No excuses, of course.  Just gotta get on it.

Saturday, July 16, 2011

Part time extremes

As a working manager of a restaurant change full-time and doing computer work part-time, you begin to realize just how your limits are stretched.

I used to do the computer work full-time and the restaurant part-time, but it's amazing how things change.  That being said, I lost a significant amount of clients in a way that was unplanned and it hurt my ego and my wallet.  From that experience alone, I have the top three mistakes I made running a self-employed business (unranked).:

1.  Lack of communication
I hardly talked to my clients when the transition began from full-time to part-time.  I barely notified any of them when I was late on any of my tasks.  I was blatantly, in my own face, going against my own principles and practices when I first started as a self-employed computer business and I did nothing to stop myself because I was afraid what I would hear from my clients. 

Lesson:  Communication is key in any relationship and success.

2.  Killing my own integrity
By not communicating to any of my clients, I killed my own integrity, not just with them, but with anybody they may interact with concerning my quality of work.    Not only that, in the self-perceived desperation of trying to help everyone all the time, sometimes my projects would be out of the scope of my own experience, which then would take the project beyond the time constraints.  Had I been straightforward with myself, I'd probably have more successes.

Lesson:  Don't overpromise and under deliver.  Promise what you can do, be honest with yourself as to what you can't.

3.  Failure to respond to changing times
Businesses evolve even though they've been around for years.  Technology evolves too.  I failed to find new technology to apply to the clients' needs or supposed needs.  I did not keep things fresh. 

Lesson:  Keep in touch with your clients and see what they may want.  Coach them to start thinking of evolving their business.

When I ponder this, I realize the ONE thing that was the overriding factor in it all:  Fear.  Fear of strategizing a withdrawal from some of my clients and fear that financially things would fall apart if I did lose any.  That alone ruined a lot of relationships in the long run.

I have been able to revive a few and I've grown passionate about their operations and honest about mine.

I have faith I can keep this up and faith that I can avoid the mistakes I've made in the past.

Friday, July 15, 2011

Troubleshooting an AirPort Extreme

No matter what anybody sets, reset it hard and let the configuration control take care of it.  I browsed so many sites and everything from PPPoE came up to having to put in the MAC Address in Vista to blah blah blah blah blah.

Why do people make things so complicated?  So Apple actually had a straightforward document.  But it seems that a lot of people run into quirky things with some Mac products.

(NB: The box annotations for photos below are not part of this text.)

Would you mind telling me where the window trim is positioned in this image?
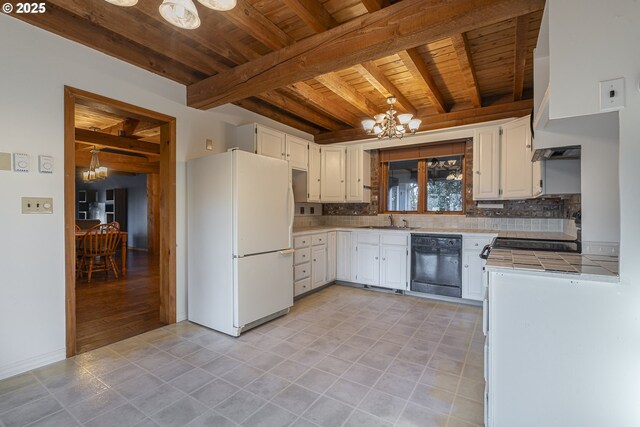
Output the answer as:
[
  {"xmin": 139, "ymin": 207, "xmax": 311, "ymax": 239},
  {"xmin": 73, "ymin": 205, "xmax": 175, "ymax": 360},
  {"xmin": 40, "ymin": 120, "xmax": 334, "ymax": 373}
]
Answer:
[{"xmin": 378, "ymin": 139, "xmax": 468, "ymax": 215}]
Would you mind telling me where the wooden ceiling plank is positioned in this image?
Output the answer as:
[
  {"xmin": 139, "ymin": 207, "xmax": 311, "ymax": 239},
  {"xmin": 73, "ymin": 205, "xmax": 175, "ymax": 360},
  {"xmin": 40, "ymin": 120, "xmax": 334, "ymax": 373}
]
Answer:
[
  {"xmin": 316, "ymin": 73, "xmax": 380, "ymax": 116},
  {"xmin": 49, "ymin": 0, "xmax": 228, "ymax": 75},
  {"xmin": 234, "ymin": 98, "xmax": 320, "ymax": 135},
  {"xmin": 223, "ymin": 0, "xmax": 295, "ymax": 50},
  {"xmin": 451, "ymin": 34, "xmax": 482, "ymax": 108},
  {"xmin": 284, "ymin": 82, "xmax": 361, "ymax": 127},
  {"xmin": 282, "ymin": 0, "xmax": 338, "ymax": 33},
  {"xmin": 187, "ymin": 0, "xmax": 544, "ymax": 108},
  {"xmin": 315, "ymin": 99, "xmax": 533, "ymax": 144},
  {"xmin": 76, "ymin": 151, "xmax": 160, "ymax": 173},
  {"xmin": 12, "ymin": 3, "xmax": 204, "ymax": 84},
  {"xmin": 513, "ymin": 15, "xmax": 529, "ymax": 101},
  {"xmin": 257, "ymin": 91, "xmax": 344, "ymax": 131},
  {"xmin": 353, "ymin": 61, "xmax": 417, "ymax": 116},
  {"xmin": 76, "ymin": 128, "xmax": 160, "ymax": 155},
  {"xmin": 398, "ymin": 48, "xmax": 447, "ymax": 113}
]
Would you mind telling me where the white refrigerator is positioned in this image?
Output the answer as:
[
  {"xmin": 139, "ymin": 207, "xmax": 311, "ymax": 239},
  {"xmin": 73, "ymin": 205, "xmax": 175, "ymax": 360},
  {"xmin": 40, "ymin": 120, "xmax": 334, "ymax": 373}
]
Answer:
[{"xmin": 187, "ymin": 150, "xmax": 294, "ymax": 336}]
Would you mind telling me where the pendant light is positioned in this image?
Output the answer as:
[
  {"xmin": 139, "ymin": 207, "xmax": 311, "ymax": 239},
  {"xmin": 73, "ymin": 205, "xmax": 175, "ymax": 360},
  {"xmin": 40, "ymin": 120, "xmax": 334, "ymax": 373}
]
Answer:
[{"xmin": 159, "ymin": 0, "xmax": 200, "ymax": 30}]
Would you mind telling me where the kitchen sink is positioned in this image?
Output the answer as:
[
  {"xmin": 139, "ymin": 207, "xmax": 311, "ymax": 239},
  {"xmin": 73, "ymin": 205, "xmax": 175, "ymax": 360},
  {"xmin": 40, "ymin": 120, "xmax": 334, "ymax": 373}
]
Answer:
[{"xmin": 358, "ymin": 225, "xmax": 416, "ymax": 230}]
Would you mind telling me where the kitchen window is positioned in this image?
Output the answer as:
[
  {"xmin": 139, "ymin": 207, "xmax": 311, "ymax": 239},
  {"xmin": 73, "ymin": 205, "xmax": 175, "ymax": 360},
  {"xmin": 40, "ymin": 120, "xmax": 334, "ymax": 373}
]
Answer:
[{"xmin": 380, "ymin": 141, "xmax": 466, "ymax": 214}]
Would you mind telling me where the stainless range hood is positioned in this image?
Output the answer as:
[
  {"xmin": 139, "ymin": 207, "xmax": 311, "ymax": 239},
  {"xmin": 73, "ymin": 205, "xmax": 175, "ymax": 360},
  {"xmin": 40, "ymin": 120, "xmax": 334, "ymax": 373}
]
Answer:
[{"xmin": 531, "ymin": 145, "xmax": 580, "ymax": 162}]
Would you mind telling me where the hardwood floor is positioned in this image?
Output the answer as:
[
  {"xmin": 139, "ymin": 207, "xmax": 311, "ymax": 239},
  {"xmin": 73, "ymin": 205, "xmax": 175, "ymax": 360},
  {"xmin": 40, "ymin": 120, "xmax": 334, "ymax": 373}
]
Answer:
[{"xmin": 76, "ymin": 251, "xmax": 163, "ymax": 353}]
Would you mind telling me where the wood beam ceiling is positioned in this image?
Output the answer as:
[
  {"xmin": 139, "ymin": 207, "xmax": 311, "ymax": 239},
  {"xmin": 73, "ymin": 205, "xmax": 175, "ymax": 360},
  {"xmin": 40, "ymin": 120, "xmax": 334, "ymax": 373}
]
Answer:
[
  {"xmin": 315, "ymin": 99, "xmax": 533, "ymax": 144},
  {"xmin": 451, "ymin": 34, "xmax": 482, "ymax": 108},
  {"xmin": 513, "ymin": 15, "xmax": 529, "ymax": 101},
  {"xmin": 187, "ymin": 0, "xmax": 544, "ymax": 110},
  {"xmin": 398, "ymin": 48, "xmax": 448, "ymax": 113}
]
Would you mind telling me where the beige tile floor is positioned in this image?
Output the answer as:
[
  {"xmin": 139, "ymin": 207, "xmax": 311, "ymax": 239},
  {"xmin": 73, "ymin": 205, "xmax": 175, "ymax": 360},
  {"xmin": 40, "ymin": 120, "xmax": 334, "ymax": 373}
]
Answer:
[{"xmin": 0, "ymin": 285, "xmax": 484, "ymax": 427}]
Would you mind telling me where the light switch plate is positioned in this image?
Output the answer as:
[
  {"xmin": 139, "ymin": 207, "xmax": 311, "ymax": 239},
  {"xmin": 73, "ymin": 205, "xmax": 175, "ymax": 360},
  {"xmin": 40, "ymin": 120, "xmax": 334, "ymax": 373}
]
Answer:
[
  {"xmin": 38, "ymin": 155, "xmax": 53, "ymax": 173},
  {"xmin": 600, "ymin": 77, "xmax": 624, "ymax": 111},
  {"xmin": 13, "ymin": 153, "xmax": 29, "ymax": 172},
  {"xmin": 22, "ymin": 197, "xmax": 53, "ymax": 214}
]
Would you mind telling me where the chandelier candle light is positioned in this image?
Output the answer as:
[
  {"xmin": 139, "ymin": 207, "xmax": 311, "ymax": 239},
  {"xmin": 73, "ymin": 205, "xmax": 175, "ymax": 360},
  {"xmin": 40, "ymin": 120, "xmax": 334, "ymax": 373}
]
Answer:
[
  {"xmin": 82, "ymin": 147, "xmax": 107, "ymax": 182},
  {"xmin": 362, "ymin": 96, "xmax": 422, "ymax": 139}
]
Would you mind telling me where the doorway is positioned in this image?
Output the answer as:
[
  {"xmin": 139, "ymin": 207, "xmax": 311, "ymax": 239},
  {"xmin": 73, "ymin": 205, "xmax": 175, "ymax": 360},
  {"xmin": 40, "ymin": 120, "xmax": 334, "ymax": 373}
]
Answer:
[{"xmin": 64, "ymin": 87, "xmax": 176, "ymax": 357}]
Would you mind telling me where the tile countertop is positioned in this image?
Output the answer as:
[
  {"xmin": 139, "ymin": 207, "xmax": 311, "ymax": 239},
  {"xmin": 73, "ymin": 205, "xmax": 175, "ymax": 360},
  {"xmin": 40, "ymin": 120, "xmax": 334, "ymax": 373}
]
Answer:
[
  {"xmin": 485, "ymin": 249, "xmax": 618, "ymax": 281},
  {"xmin": 293, "ymin": 225, "xmax": 575, "ymax": 240}
]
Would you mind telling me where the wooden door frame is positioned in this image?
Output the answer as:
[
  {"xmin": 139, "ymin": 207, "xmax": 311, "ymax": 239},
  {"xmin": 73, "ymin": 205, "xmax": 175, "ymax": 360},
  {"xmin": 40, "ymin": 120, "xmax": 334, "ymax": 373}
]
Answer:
[{"xmin": 64, "ymin": 86, "xmax": 176, "ymax": 357}]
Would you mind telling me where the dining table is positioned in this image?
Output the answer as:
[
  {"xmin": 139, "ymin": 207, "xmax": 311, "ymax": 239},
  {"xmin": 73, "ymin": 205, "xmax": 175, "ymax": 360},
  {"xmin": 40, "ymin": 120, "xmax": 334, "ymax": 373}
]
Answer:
[{"xmin": 76, "ymin": 229, "xmax": 127, "ymax": 276}]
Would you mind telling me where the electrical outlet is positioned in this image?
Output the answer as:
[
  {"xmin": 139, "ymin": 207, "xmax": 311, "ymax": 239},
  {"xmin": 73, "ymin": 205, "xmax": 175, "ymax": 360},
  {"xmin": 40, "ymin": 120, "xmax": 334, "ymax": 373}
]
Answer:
[
  {"xmin": 22, "ymin": 197, "xmax": 53, "ymax": 214},
  {"xmin": 600, "ymin": 77, "xmax": 624, "ymax": 111}
]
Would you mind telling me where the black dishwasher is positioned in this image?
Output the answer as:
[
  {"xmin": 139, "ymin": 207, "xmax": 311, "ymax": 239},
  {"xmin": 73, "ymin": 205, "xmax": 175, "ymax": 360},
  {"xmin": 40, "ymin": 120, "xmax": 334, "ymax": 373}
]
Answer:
[{"xmin": 411, "ymin": 234, "xmax": 462, "ymax": 298}]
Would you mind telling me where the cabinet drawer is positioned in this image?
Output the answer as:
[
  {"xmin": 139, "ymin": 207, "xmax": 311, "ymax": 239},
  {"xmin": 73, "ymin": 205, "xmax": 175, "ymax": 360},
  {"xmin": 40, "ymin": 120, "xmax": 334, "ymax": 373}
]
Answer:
[
  {"xmin": 462, "ymin": 237, "xmax": 492, "ymax": 253},
  {"xmin": 382, "ymin": 232, "xmax": 409, "ymax": 246},
  {"xmin": 293, "ymin": 247, "xmax": 311, "ymax": 265},
  {"xmin": 293, "ymin": 236, "xmax": 311, "ymax": 249},
  {"xmin": 311, "ymin": 233, "xmax": 327, "ymax": 246},
  {"xmin": 293, "ymin": 278, "xmax": 311, "ymax": 297},
  {"xmin": 358, "ymin": 232, "xmax": 380, "ymax": 245},
  {"xmin": 293, "ymin": 262, "xmax": 311, "ymax": 281}
]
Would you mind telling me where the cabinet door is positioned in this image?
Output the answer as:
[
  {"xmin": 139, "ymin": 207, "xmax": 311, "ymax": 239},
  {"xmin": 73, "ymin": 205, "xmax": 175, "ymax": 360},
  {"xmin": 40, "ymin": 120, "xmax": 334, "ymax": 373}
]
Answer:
[
  {"xmin": 311, "ymin": 245, "xmax": 327, "ymax": 289},
  {"xmin": 320, "ymin": 147, "xmax": 345, "ymax": 202},
  {"xmin": 500, "ymin": 116, "xmax": 533, "ymax": 199},
  {"xmin": 356, "ymin": 243, "xmax": 380, "ymax": 286},
  {"xmin": 327, "ymin": 231, "xmax": 337, "ymax": 282},
  {"xmin": 473, "ymin": 126, "xmax": 500, "ymax": 200},
  {"xmin": 462, "ymin": 251, "xmax": 484, "ymax": 301},
  {"xmin": 380, "ymin": 245, "xmax": 409, "ymax": 289},
  {"xmin": 256, "ymin": 126, "xmax": 286, "ymax": 160},
  {"xmin": 346, "ymin": 147, "xmax": 364, "ymax": 202},
  {"xmin": 336, "ymin": 231, "xmax": 351, "ymax": 281},
  {"xmin": 285, "ymin": 135, "xmax": 309, "ymax": 171},
  {"xmin": 307, "ymin": 143, "xmax": 321, "ymax": 202}
]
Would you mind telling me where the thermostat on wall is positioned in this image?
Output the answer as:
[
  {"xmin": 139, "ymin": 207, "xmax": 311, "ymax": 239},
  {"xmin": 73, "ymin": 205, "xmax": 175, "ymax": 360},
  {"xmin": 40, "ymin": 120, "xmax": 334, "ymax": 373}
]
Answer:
[{"xmin": 13, "ymin": 153, "xmax": 29, "ymax": 172}]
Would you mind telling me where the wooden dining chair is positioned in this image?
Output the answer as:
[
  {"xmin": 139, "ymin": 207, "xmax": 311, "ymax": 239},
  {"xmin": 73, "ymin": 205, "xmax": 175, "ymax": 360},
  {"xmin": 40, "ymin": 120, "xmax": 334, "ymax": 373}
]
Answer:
[{"xmin": 80, "ymin": 222, "xmax": 120, "ymax": 282}]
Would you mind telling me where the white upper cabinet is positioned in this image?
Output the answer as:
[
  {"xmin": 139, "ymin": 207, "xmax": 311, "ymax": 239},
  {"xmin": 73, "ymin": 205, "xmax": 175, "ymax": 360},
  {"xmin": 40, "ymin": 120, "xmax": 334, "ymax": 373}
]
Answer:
[
  {"xmin": 320, "ymin": 147, "xmax": 346, "ymax": 202},
  {"xmin": 500, "ymin": 116, "xmax": 533, "ymax": 199},
  {"xmin": 473, "ymin": 126, "xmax": 500, "ymax": 200},
  {"xmin": 285, "ymin": 135, "xmax": 309, "ymax": 171},
  {"xmin": 256, "ymin": 125, "xmax": 287, "ymax": 160},
  {"xmin": 346, "ymin": 146, "xmax": 371, "ymax": 203},
  {"xmin": 307, "ymin": 142, "xmax": 322, "ymax": 202}
]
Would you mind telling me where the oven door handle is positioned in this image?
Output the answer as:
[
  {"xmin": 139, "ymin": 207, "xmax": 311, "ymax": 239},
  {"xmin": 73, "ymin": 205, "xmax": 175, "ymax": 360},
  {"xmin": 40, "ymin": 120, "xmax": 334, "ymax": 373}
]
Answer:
[{"xmin": 480, "ymin": 245, "xmax": 491, "ymax": 259}]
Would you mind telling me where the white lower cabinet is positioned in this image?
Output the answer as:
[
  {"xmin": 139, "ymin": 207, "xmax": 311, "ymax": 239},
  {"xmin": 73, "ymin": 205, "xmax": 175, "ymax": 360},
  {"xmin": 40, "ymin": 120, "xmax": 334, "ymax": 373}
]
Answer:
[
  {"xmin": 462, "ymin": 235, "xmax": 495, "ymax": 301},
  {"xmin": 336, "ymin": 231, "xmax": 351, "ymax": 281}
]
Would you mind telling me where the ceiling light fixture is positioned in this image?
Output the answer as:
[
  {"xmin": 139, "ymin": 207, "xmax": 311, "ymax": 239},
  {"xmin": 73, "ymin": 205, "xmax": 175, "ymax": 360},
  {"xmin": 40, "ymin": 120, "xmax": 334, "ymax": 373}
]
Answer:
[
  {"xmin": 82, "ymin": 147, "xmax": 108, "ymax": 182},
  {"xmin": 106, "ymin": 0, "xmax": 237, "ymax": 30},
  {"xmin": 362, "ymin": 96, "xmax": 422, "ymax": 139}
]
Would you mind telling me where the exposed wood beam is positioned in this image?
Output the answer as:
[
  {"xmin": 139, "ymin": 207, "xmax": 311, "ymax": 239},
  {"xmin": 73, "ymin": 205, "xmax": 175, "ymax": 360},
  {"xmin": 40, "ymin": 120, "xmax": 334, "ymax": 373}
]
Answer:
[
  {"xmin": 76, "ymin": 151, "xmax": 160, "ymax": 173},
  {"xmin": 513, "ymin": 15, "xmax": 529, "ymax": 101},
  {"xmin": 451, "ymin": 34, "xmax": 482, "ymax": 108},
  {"xmin": 76, "ymin": 128, "xmax": 160, "ymax": 155},
  {"xmin": 398, "ymin": 48, "xmax": 448, "ymax": 113},
  {"xmin": 49, "ymin": 0, "xmax": 228, "ymax": 75},
  {"xmin": 234, "ymin": 98, "xmax": 320, "ymax": 135},
  {"xmin": 11, "ymin": 3, "xmax": 207, "ymax": 84},
  {"xmin": 353, "ymin": 61, "xmax": 416, "ymax": 115},
  {"xmin": 315, "ymin": 99, "xmax": 533, "ymax": 144},
  {"xmin": 284, "ymin": 82, "xmax": 362, "ymax": 126},
  {"xmin": 257, "ymin": 91, "xmax": 344, "ymax": 130},
  {"xmin": 316, "ymin": 73, "xmax": 380, "ymax": 116},
  {"xmin": 282, "ymin": 0, "xmax": 338, "ymax": 33},
  {"xmin": 187, "ymin": 0, "xmax": 544, "ymax": 109},
  {"xmin": 222, "ymin": 0, "xmax": 295, "ymax": 49}
]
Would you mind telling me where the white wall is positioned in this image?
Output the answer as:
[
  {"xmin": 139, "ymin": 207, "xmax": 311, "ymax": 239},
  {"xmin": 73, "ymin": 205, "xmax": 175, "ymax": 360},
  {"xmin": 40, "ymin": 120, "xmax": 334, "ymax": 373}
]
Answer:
[{"xmin": 0, "ymin": 14, "xmax": 310, "ymax": 378}]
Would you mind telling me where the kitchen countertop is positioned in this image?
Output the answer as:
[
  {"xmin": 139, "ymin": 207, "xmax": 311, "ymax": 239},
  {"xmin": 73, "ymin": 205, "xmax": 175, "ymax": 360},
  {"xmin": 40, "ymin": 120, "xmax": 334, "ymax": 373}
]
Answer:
[{"xmin": 485, "ymin": 249, "xmax": 618, "ymax": 280}]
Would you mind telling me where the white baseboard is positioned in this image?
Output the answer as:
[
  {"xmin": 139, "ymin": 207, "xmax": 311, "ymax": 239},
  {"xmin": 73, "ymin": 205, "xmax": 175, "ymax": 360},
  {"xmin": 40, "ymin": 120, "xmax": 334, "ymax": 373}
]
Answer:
[
  {"xmin": 582, "ymin": 242, "xmax": 620, "ymax": 256},
  {"xmin": 0, "ymin": 348, "xmax": 67, "ymax": 380}
]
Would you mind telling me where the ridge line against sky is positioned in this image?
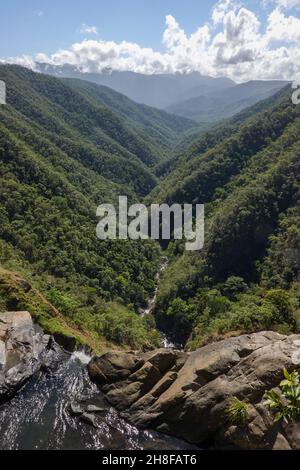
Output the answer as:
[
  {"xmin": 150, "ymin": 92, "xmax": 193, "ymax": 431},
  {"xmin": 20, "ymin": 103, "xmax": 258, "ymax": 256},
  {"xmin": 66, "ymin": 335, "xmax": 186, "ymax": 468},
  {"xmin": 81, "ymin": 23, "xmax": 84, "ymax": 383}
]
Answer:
[{"xmin": 0, "ymin": 0, "xmax": 300, "ymax": 81}]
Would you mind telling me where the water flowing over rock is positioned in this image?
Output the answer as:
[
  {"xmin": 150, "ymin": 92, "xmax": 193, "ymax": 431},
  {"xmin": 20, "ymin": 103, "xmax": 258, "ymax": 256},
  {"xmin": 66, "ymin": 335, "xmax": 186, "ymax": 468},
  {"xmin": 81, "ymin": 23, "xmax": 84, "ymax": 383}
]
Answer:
[
  {"xmin": 0, "ymin": 312, "xmax": 56, "ymax": 402},
  {"xmin": 88, "ymin": 332, "xmax": 300, "ymax": 449}
]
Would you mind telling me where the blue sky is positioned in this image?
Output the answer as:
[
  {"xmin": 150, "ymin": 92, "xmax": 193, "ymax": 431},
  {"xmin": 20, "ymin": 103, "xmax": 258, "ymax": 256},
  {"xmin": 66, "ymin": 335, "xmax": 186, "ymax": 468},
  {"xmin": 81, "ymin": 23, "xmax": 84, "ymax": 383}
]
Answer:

Guess Mac isn't so "stable".

Sunday, March 21, 2010

Systematic Behavior

When nothing seems to be going right, it's hard to find the root cause of it all.  If you've been reading my past few posts, I've spent the better part of this past week (and note, I haven't written since) dealing with a rootkit on a client's machine.  It is finally cleaned and I'm happy. 

Unfortunately, along with that, comes the death of a wireless adapter or at least the ability of it maintaining a connection.  It's a USB Wireless Adapter from Dynex (G) that's on my desktop .  I've reinstalled the drivers but I still have a few things to try.  I know the dropped connection is solely with the desktop laptop is still connected and other people using the network have no problems with the connection.

That being said, it's ironic how systematic behavior of certain items can be expected in the computer world.  We all just want it to work and that would be nice.  Unfortunately, every system has its flaws.  Every thing on a computer has an instruction to follow.  What's instructing my wireless to disconnect?  Not sure, but I'll find out.

I've learned that I've taken things for granted on systems.  Systems follow instructions, take input and have a consequence of an action or output.  At the same time, there are error systems in place to help handle those, and frankly, I'm that system.